I am a hypocrite. I want clean racing, and I want to root for honest riders, but I want action and dramatic racing. My favorite tours were all ones where doping was rampant. What we saw back then was not what we thought we saw. A climber making an attack and riding away from the field like the field was a group of tourists not professional men was not real racing. Pantani in 1998 was pumped up on performance enhancing drugs. His attacks were brought to you by a pharmaceutical company. ONCE was not a clean team. The 1999 comeback was sponsored by EPO. All those favorite races were won by riders who most likely would not pass the 2011 dope tests at this year’s Tour.

Clean racing will not look like not doped racing. It will look different. This year’s race showed riders racing like mortals not cycling gods. They attacked, they fatigued, and they were not slaying their rivals effortlessly. (An exception may be The God of Thunder +2.) The racing may not have been as aggressive as years prior, but it still had its drama. Gerard Vroomen the founder of Cervelo said this about Cadel, “he may not have been the attacker, but he was active”. That’s an accurate description of this year’s winner. When Cadel needed aggression, he found it. On several occasions, he had only himself to rely on, and he tirelessly worked alone to save his chances for a Tour win. He pulled back minutes from Andy Schleck on the Galibier. On the road to Alpe d’Huez and after a mechanical dropped him from the lead group, he dragged himself back up to the leaders at the bottom of the final climb. In this Tour, Cadel did not make a mistake and avoided crashes which had plagued him in other Tours. And finally, to win the yellow jersey, he rode the perfect time trial. As Edward Pickering of Cycle Sport wrote: “First the peloton needed to learn to race clean. Once it did, it needed to learn to race.” Whether this was as a clean a Tour as it seemed based on mountain climb times and fewer superhuman efforts, only time and the results of the drug tests will tell.

Finally, I learned what I already knew about my love of sport. It is an extension of myself. My disappointment was a result of identification. Sometimes, we identify with people who are not like us and who have traits that we admire but do not quite possess. Other times, we identify with people who have traits that we have or feel like we have.
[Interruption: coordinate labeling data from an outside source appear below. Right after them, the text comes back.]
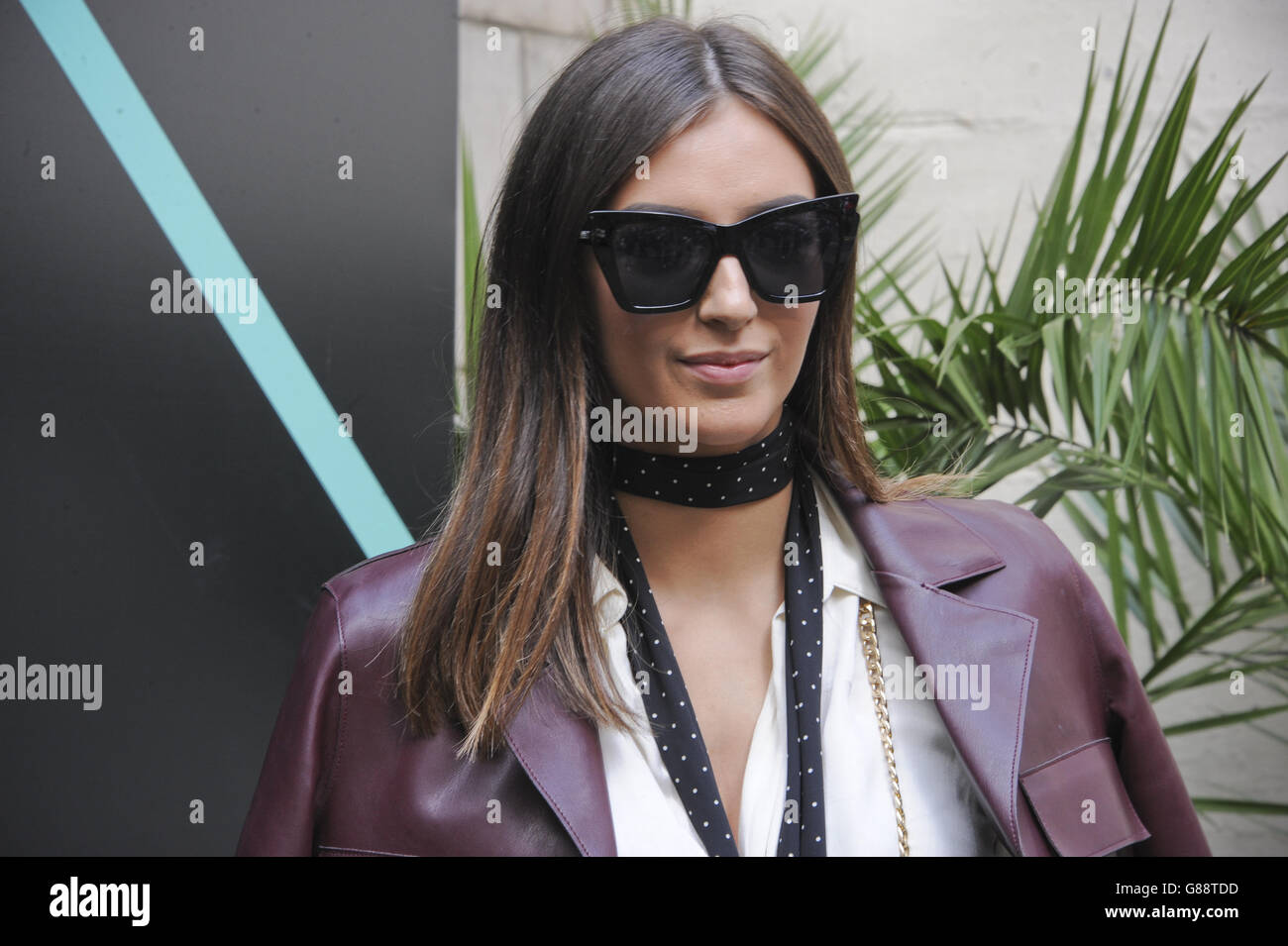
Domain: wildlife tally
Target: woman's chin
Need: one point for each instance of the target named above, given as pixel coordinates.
(728, 429)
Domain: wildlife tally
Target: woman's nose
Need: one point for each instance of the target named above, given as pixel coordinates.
(728, 296)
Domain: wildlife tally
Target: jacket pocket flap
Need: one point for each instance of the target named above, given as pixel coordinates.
(1082, 804)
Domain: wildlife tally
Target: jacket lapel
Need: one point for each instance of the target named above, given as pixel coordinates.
(562, 757)
(917, 550)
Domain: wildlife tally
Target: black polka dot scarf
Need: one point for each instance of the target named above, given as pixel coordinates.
(755, 473)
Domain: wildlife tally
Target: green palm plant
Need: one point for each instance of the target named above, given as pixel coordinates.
(1160, 433)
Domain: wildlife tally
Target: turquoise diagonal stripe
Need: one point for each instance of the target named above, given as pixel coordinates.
(197, 237)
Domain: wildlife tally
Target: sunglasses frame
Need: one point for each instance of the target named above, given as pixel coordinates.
(728, 241)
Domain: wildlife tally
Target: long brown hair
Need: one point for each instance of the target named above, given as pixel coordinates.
(506, 587)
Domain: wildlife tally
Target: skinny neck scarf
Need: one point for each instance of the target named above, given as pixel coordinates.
(751, 473)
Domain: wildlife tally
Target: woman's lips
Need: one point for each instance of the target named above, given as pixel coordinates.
(726, 369)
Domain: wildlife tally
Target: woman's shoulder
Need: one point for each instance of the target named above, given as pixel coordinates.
(369, 600)
(1019, 536)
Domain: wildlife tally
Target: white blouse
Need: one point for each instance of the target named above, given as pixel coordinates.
(943, 812)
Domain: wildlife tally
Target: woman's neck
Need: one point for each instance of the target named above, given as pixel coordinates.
(719, 547)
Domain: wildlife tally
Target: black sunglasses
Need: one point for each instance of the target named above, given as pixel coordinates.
(656, 262)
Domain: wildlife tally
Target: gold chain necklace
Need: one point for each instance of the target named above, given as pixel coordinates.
(868, 635)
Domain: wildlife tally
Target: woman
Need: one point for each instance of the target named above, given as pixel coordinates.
(671, 606)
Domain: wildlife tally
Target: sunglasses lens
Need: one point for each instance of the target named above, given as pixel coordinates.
(658, 264)
(794, 253)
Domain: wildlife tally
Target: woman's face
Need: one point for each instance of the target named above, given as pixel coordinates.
(722, 168)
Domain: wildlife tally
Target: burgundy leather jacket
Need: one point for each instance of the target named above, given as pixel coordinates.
(1068, 756)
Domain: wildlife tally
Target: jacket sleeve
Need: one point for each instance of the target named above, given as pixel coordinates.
(297, 768)
(1149, 771)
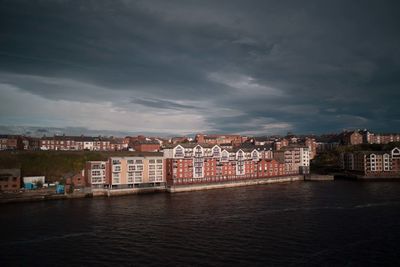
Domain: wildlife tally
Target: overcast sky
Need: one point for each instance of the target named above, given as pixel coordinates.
(250, 67)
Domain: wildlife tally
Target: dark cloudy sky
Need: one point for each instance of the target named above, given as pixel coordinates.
(251, 67)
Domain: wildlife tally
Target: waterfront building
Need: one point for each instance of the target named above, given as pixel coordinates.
(96, 174)
(10, 179)
(295, 157)
(372, 163)
(206, 163)
(33, 180)
(126, 172)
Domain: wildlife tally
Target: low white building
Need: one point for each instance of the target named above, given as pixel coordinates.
(33, 179)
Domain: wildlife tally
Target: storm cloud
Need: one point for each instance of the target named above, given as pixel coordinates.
(251, 67)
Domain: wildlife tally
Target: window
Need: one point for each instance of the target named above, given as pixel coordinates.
(131, 168)
(216, 152)
(117, 168)
(178, 152)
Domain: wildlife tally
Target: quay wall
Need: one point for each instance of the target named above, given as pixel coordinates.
(229, 184)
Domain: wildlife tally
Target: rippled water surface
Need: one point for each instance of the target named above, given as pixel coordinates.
(302, 223)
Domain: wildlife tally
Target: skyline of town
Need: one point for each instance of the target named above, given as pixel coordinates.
(222, 67)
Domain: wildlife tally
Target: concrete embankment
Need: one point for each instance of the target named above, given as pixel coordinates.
(126, 191)
(319, 177)
(220, 185)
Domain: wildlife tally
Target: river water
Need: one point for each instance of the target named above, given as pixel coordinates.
(299, 224)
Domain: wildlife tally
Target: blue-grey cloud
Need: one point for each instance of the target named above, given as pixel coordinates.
(225, 66)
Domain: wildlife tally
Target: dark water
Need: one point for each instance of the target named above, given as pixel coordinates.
(305, 223)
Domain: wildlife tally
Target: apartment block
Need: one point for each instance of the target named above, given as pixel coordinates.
(372, 163)
(77, 143)
(296, 159)
(195, 163)
(10, 179)
(126, 172)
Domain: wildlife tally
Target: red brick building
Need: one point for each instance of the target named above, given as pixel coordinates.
(146, 146)
(194, 163)
(352, 138)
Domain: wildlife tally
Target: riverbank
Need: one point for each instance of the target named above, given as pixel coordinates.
(229, 184)
(33, 196)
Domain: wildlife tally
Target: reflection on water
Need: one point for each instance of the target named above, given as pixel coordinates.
(302, 223)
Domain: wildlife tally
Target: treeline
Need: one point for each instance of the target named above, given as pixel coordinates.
(52, 164)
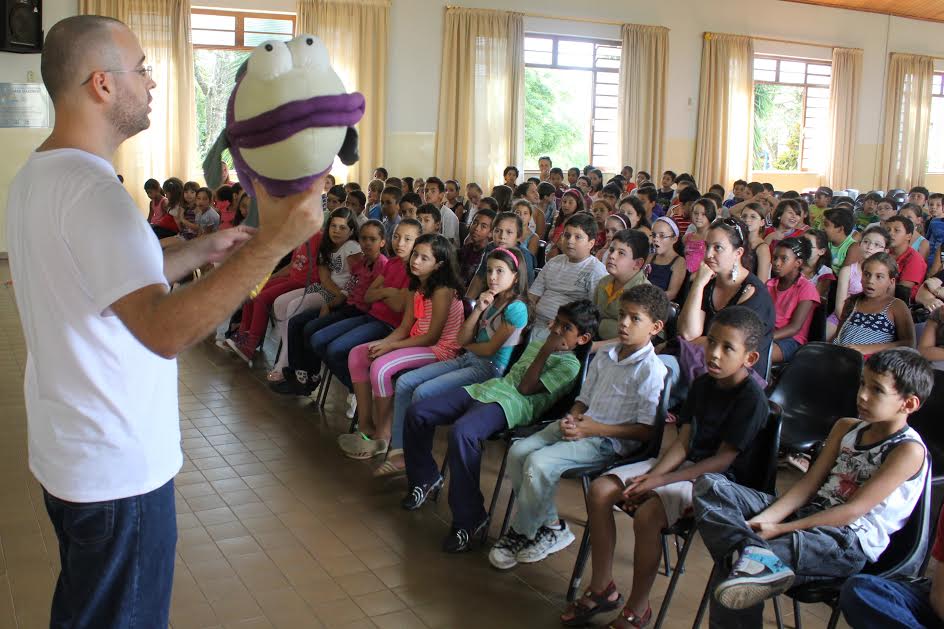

These may not be traits that we are proud of, but we know we have them. When we identify with the latter, there is passion for the outcome. We might feel really happy or extremely sad depending on the outcome.

For me the 2011 Tour rewarded passionate patience and almost a status quo attitude toward winning. I don’t believe that I really possess either of these traits. What I value is spontaneity and journeying into unknown. These were not the victor of this year’s race. Cadel said a few times how he had a plan, stuck to the plan, and didn’t deviate much from the plan. For most of his race as observed by his reactions to the events, Cadel calculated the risk and the outcome. His was a race of reaction rather than active action. Andy Schleck who lost the yellow jersey was the antithesis to Cadel. I’d like to think Andy Schleck is a clean rider. For many years, Andy and Frank both worked for Bjarne Riis, Mr. 60%. Frank Schleck wired money to the noted doping doctor Eufemiano Fuentes of Operacion Puerto fame for a “training program” and to think that Andy did not know about this would be a bit naïve. If Andy was racing clean which I will presume, he raced with traits that I admire: youthful passion and spontaneity. He did not overly sit in and follow wheels. He was not afraid to lose by making an uncalculated move. He was not a bean counter. I’m sure he had a plan, and he pretty much stuck to it, but he also tried and risked losing to win. The risk and willingness to try something were not rewarded with a win in this Tour. Maybe in a previous year, Andy’s efforts would have had a different outcome based on circumstances unknown to people outside his inner circle. Because Andy made huge efforts and perhaps mis-calculated his energy levels due to clean racing, the risks did not pay off. Andy did not lose without trying to win, and he was not afraid to risk winning.

An extrapolation of what Pickering said, now that the riders are clean, perhaps they just need to learn to win clean. I believe Cadel has been clean and won clean. Perhaps, the 2011 Tour was a clean one for Andy and the others. If this is the case for Andy, then next year I hope he will still have his passion to attack and his willingness to try to win with a little bit of risk.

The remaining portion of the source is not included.